Легко была предана забвению встреча с хазарами, ибо душе воина нельзя обременять себя напряжением прошлого, которое может перерасти в страх перед будущим.

Четвертый день караван шел из Семендера на юг, к Дербенту. Четвертый день всадники, покачиваясь в седлах, видели слева опаловую равнину моря, а справа, не далее чем в фарсахе [фарсах - мера длины (около шести километров)] - серые крутые увалы предгорий, бесконечной чередой тянувшиеся вдоль дороги. А за увалами поднимались горы с синеющими ущельями, зеленеющими лесами, и над самыми дальними из них голубовато искрились снежные шапки вершин.

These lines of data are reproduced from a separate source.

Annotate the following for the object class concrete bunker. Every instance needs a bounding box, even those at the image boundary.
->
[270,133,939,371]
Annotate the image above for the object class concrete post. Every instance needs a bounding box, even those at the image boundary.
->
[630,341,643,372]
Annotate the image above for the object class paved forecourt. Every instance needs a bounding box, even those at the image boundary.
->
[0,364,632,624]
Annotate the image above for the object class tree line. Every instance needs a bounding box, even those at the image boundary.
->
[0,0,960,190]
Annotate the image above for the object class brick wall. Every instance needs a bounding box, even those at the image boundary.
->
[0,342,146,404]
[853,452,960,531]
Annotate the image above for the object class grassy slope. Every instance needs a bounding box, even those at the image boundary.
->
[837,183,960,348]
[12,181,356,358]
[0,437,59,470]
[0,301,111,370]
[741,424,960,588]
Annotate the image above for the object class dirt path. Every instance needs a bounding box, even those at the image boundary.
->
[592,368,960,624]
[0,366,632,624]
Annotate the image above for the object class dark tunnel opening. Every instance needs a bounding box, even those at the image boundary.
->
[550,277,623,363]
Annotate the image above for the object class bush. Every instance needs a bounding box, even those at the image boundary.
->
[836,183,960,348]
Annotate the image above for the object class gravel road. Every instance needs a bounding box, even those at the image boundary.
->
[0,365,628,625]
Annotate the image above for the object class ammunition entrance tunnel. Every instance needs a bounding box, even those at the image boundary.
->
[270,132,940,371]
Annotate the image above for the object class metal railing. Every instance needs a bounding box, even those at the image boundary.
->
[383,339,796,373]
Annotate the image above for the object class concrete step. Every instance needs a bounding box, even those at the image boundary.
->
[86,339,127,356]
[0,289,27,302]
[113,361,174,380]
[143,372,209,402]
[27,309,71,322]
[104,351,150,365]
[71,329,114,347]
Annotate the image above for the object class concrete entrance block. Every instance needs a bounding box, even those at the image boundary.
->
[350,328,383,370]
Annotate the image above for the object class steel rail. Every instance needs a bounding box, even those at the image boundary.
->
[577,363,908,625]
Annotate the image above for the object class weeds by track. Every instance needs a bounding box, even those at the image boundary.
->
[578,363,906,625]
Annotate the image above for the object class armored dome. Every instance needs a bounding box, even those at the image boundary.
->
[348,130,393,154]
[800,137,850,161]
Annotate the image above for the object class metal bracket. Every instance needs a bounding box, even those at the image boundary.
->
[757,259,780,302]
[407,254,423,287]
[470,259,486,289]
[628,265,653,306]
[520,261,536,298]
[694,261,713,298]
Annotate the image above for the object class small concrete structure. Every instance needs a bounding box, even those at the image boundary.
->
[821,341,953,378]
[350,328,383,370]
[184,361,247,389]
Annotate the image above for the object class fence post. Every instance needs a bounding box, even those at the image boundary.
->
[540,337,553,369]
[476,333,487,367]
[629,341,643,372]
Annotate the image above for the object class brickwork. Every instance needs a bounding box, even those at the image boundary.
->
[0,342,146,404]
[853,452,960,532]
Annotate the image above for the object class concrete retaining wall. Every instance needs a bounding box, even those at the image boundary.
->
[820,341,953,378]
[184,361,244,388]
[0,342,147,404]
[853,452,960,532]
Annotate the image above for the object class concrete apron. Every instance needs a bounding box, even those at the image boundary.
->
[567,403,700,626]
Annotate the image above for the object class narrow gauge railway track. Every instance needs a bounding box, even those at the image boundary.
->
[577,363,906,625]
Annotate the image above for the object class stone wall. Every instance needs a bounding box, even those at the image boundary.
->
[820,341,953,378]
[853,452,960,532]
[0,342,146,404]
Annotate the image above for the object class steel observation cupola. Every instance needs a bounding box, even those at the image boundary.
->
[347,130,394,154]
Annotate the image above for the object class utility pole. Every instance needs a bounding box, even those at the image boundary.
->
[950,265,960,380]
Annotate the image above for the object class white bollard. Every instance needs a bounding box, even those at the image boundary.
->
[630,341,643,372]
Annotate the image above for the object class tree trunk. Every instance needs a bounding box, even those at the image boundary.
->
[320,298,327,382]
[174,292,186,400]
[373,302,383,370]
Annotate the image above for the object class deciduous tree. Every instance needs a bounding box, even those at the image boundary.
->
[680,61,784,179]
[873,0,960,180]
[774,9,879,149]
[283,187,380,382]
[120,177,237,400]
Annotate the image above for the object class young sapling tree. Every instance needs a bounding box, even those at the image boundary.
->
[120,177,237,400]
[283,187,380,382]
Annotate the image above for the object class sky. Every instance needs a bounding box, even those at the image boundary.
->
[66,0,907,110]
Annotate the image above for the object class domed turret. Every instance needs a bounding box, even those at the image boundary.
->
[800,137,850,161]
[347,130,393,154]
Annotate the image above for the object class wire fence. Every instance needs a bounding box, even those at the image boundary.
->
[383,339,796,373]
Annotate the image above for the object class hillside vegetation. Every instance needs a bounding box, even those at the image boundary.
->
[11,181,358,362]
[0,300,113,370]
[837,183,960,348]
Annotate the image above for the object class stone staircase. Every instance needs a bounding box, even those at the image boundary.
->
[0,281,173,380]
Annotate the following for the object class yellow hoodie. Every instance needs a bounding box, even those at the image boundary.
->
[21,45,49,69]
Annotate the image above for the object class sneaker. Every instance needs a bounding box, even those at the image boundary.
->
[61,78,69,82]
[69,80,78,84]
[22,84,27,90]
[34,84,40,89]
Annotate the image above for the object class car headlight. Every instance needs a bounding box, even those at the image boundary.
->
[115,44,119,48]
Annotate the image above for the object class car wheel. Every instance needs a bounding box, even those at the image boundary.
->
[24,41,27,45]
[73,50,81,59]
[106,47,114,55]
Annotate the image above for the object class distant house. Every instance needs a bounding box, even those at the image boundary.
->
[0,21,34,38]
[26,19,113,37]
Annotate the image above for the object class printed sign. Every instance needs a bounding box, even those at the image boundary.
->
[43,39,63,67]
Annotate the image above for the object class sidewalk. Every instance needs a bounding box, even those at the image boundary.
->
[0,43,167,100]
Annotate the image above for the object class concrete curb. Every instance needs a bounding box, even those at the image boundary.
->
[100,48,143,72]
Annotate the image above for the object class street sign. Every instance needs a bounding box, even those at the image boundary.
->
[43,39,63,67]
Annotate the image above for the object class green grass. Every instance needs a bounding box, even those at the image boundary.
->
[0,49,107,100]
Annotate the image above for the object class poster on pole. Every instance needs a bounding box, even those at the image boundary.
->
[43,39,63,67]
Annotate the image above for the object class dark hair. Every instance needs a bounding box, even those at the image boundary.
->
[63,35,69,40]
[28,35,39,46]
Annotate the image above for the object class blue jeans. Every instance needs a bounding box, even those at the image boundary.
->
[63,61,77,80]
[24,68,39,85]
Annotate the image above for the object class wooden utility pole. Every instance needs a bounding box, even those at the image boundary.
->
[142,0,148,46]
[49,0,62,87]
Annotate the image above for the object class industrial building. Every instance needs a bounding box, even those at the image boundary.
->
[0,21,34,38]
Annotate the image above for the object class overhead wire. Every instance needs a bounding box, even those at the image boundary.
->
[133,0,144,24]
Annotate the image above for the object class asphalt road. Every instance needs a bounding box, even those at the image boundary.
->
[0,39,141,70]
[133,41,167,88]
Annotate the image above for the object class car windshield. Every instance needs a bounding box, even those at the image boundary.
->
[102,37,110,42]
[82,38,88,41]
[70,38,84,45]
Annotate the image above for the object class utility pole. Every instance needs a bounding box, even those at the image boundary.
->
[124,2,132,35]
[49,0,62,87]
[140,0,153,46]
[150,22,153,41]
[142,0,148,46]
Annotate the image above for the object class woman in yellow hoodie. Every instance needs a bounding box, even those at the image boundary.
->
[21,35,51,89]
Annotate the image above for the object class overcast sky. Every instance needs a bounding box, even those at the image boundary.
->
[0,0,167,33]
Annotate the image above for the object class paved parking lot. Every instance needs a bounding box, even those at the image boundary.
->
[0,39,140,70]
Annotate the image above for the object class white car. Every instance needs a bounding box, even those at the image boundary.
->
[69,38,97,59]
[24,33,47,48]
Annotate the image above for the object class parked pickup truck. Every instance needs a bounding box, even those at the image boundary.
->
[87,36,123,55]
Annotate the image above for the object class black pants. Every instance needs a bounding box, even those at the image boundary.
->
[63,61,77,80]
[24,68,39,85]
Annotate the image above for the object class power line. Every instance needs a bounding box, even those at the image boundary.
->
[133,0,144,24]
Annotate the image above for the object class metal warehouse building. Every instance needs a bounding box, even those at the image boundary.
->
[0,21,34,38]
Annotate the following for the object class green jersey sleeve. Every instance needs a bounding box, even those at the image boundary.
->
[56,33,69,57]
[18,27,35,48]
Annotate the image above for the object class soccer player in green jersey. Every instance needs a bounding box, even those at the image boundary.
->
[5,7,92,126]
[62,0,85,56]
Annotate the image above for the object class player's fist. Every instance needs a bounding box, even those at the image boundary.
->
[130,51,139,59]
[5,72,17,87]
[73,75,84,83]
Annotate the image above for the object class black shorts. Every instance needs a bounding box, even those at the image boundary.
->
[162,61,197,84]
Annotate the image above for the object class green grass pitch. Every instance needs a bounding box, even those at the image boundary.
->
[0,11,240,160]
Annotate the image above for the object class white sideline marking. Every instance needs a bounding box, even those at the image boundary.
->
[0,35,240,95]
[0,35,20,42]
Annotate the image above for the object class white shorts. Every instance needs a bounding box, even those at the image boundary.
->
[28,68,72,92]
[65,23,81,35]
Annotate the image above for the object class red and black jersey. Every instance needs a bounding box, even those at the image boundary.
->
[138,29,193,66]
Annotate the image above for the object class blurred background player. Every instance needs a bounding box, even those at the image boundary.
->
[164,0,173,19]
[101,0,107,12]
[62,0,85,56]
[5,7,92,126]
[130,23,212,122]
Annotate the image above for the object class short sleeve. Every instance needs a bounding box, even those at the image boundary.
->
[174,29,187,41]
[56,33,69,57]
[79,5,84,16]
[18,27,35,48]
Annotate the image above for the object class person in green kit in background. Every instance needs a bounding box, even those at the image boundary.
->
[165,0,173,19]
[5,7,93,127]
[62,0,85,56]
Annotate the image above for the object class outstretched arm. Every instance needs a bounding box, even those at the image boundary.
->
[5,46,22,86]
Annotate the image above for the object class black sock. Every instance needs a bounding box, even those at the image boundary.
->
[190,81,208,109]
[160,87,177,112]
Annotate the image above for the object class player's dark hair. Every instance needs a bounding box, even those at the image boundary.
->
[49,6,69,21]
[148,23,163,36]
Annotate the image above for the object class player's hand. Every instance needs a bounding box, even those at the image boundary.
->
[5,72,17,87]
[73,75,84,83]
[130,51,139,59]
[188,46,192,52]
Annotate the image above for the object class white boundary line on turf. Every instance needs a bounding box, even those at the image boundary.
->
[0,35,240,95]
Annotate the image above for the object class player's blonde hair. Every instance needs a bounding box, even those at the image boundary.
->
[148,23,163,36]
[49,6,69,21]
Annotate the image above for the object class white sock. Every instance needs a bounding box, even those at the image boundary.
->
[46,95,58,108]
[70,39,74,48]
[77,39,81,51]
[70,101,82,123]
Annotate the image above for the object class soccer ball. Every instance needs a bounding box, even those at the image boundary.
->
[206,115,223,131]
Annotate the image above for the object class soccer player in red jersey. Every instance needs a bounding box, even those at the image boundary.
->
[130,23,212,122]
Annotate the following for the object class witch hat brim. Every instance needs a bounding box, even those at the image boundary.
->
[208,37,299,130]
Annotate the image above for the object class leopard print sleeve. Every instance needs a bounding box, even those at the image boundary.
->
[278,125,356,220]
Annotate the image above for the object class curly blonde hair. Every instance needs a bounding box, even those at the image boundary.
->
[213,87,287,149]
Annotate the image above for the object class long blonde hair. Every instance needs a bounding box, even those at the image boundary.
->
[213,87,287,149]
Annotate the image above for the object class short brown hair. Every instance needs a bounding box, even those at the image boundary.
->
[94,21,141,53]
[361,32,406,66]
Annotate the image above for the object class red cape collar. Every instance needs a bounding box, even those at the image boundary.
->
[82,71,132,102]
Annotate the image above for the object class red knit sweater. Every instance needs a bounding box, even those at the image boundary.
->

Чем дальше уходил караван на юг, тем пышнее цвела степь, тем обильнее и сочнее поднималась в низинах свежая трава. Нередко прогретые солнцем курганы были густо усыпаны алыми маками, и склоны их казались облитыми кровью, часто степь от моря и до гор золотилась цветущими одуванчиками, а встречающиеся солончаки застилала сизая дымка молодой полыни, и теплый ветер доносил горьковато-пряный запах ее, столь сладостный для степняка. Случалось, неподалеку, в струящемся мареве, с треском и шумом, пугая коней, взлетали из травы крупные черноголовые фазаны, а в сухой прошлогодней траве мелькало рыжее гибкое тело хорька. В поднебесье парили коршуны, а утром от гор стремительно приблизился громадный черный гриф, закружился над караваном, вытягивая длинную, словно выщипанную шею, и тень от его широких крыльев покрывала сразу несколько всадников. Воины охраны встревоженно подняли головы: гриф - предвестник беды. В ловких руках одного из воинов появился лук, но пока седок вытаскивал из колчана стрелу, зоркая птица плавными кругами поднялась в синеву и унеслась к горам.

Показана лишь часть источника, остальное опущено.